Summary
Procter & Gamble (PG) reported strong performance for the first quarter of fiscal year 2007, with significant growth in net sales and net earnings, largely driven by the inclusion of The Gillette Company following its acquisition on October 1, 2005. Net sales increased by 27% to $18.79 billion, while net earnings saw a substantial 33% rise to $2.70 billion. This growth was supported by robust unit volume increases, including organic volume growth of 5%, and strategic price adjustments. The company successfully integrated Gillette, with its Blades and Razors segment showing strong performance, including the launch of the Fusion product line. The company also demonstrated improved operational efficiency, with gross margin expanding by 120 basis points and operating margin increasing by 90 basis points. Operating cash flow rose by 36%, leading to healthy free cash flow productivity of 88%. Despite integration costs related to Gillette and certain one-time charges, PG delivered solid earnings per share growth, with diluted EPS reaching $0.79. Management highlighted broad-based organic volume growth across all reportable segments, indicating the strength of its diversified product portfolio and ongoing innovation.
Key Highlights
- 1Net sales increased 27% to $18.79 billion, driven by a 23% unit volume increase and a 6% organic sales growth, meeting the company's long-term target.

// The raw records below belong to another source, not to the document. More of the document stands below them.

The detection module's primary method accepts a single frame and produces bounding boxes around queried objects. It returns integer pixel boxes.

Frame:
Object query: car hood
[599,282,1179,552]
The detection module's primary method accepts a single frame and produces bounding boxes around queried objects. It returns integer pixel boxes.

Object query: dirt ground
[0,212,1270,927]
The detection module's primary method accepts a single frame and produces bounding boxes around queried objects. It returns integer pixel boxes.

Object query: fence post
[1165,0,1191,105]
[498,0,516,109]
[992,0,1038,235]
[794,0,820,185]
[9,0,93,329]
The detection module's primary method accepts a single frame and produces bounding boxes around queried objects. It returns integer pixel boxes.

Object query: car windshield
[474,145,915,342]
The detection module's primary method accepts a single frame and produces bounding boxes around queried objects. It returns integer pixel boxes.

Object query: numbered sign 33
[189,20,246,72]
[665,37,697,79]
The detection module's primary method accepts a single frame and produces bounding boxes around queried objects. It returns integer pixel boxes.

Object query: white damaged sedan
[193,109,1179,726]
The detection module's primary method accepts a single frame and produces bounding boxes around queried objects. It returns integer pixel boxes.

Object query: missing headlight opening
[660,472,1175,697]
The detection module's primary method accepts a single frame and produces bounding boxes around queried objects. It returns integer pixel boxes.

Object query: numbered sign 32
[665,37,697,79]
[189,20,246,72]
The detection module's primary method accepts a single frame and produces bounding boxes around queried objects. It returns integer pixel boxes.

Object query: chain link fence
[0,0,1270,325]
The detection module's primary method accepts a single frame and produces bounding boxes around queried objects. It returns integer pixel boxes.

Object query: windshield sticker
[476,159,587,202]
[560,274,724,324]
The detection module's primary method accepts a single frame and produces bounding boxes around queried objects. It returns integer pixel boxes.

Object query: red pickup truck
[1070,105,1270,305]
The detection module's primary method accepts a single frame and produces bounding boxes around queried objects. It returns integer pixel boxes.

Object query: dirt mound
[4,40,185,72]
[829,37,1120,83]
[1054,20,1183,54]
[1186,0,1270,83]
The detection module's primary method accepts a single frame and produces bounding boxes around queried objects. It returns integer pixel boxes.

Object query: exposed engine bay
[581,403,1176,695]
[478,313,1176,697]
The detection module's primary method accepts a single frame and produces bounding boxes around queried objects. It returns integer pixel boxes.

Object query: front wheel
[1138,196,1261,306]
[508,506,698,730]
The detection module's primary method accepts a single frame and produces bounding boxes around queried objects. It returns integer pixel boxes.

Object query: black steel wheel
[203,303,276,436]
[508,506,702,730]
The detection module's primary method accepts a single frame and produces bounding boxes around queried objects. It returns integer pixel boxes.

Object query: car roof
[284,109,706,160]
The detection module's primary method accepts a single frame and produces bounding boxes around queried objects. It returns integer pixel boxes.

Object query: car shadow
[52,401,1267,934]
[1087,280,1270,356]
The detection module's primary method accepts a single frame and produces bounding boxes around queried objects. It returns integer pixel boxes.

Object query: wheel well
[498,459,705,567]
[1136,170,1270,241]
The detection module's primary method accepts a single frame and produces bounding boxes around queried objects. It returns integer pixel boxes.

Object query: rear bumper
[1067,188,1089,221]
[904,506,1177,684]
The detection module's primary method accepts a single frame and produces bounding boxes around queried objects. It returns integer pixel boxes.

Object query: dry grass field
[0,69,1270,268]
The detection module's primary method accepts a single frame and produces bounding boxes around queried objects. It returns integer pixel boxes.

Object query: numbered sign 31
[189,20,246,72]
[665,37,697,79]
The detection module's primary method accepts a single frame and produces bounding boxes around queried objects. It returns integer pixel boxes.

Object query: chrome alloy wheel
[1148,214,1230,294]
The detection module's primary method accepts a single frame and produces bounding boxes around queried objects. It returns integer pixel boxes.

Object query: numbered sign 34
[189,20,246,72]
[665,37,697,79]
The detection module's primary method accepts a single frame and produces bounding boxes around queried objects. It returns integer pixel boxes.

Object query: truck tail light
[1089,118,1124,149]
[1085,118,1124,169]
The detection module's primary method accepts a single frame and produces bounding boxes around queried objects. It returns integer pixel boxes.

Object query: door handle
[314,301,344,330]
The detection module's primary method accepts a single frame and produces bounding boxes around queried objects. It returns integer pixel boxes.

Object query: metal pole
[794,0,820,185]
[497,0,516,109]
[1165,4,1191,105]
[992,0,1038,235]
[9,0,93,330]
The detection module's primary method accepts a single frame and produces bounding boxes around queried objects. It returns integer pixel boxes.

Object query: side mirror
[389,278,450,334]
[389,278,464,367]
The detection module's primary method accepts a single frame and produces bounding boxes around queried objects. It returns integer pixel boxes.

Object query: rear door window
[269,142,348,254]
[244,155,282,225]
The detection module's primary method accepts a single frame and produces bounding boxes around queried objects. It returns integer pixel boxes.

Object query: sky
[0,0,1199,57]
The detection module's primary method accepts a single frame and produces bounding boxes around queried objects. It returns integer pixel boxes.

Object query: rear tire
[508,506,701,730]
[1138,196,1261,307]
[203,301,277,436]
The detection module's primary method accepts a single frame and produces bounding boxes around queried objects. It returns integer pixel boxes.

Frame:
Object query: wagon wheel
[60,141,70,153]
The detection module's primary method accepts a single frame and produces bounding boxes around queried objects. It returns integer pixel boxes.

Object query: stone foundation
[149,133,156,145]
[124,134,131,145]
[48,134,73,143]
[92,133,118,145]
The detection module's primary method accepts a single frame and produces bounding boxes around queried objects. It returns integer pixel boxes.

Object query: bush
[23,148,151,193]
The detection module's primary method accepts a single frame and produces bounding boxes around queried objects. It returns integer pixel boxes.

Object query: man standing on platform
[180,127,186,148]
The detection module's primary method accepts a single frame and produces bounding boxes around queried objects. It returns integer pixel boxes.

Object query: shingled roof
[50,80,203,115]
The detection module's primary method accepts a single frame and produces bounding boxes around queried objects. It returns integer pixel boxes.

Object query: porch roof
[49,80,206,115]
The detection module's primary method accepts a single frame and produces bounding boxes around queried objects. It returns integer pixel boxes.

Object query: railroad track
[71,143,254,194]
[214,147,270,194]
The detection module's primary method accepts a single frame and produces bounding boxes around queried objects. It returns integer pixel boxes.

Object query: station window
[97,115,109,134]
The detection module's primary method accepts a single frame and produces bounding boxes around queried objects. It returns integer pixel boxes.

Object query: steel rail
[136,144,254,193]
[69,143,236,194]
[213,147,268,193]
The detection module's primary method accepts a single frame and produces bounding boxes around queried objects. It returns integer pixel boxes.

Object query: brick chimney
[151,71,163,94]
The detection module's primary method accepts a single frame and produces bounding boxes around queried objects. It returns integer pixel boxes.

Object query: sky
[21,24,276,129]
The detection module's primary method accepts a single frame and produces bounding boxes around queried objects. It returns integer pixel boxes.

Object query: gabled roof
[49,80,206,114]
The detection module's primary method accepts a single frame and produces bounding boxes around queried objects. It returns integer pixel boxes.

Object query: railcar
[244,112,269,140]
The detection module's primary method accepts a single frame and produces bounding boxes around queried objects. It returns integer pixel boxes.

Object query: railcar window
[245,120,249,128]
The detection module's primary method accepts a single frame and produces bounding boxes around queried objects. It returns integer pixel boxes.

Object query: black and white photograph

- 2Net earnings surged 33% to $2.70 billion, benefiting from sales growth, the inclusion of Gillette, and improved profit margins.
- 3Diluted earnings per share (EPS) rose 3% to $0.79, although this included an estimated $0.05-$0.06 dilution from the Gillette acquisition.
- 4Gross margin expanded by 120 basis points to 52.8% of net sales, driven by scale leverage, price increases, and cost savings, partially offsetting commodity cost increases.
- 5Operating cash flow increased significantly by 36% to $2.95 billion, resulting in strong free cash flow productivity of 88%.
- 6The integration of The Gillette Company is progressing, with the Blades and Razors segment showing significant net sales growth (12% vs. pro forma prior year) and successful product launches like Fusion.
- 7Share-based compensation expense increased to $158 million from $95 million in the prior year period, reflecting the adoption of SFAS 123(R).